Join us for our next Throughlines Book Club meetup as we discuss "The Memory Police" by Yoko Ogawa!

Thursday, January 27, 2022 @ 6:00 pm - 8:00 pm

SECCA's Throughlines Book Club is open to the public. The book club reads primarily contemporary fiction and memoir, exploring how such works speak to (or against) our understanding of what it means to be human, how language shapes our reality, and how technology affects our relationships. The club meets regularly at the Southeastern Center for Contemporary Art (SECCA) in Winston-Salem.

For our next meetup, we'll be discussing Yoko Ogawa's "The Memory Police". The discussion will be led by Bill Carpenter, SECCA's Executive Director.

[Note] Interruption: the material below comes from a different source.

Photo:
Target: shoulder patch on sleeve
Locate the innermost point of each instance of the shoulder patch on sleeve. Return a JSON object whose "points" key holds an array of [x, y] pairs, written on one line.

Support our local book store by purchasing the book from Bookmarks, available here. Book club members, make sure to mention SECCA's book club when checking out in-store at Bookmarks to get 20% off your book club purchase! For online orders, use discount code "20SECCA".

Throughlines is a new series of discussions, workshops, and performances that explore issues important to our communities through the power of invention and conversation. Join us and take part as we diverge from the beaten path to seek out fresh ideas.


A finalist for the International Booker Prize and the National Book Award, "The Memory Police" is A haunting Orwellian novel about the terrors of state surveillance, from the acclaimed author of "The Housekeeper and the Professor."

On an unnamed island, objects are disappearing: first hats, then ribbons, birds, roses. . . . Most of the inhabitants are oblivious to these changes, while those few able to recall the lost objects live in fear of the draconian Memory Police, who are committed to ensuring that what has disappeared remains forgotten. When a young writer discovers that her editor is in danger, she concocts a plan to hide him beneath her floorboards, and together they cling to her writing as the last way of preserving the past. Powerful and provocative, "The Memory Police" is a stunning novel about the trauma of loss.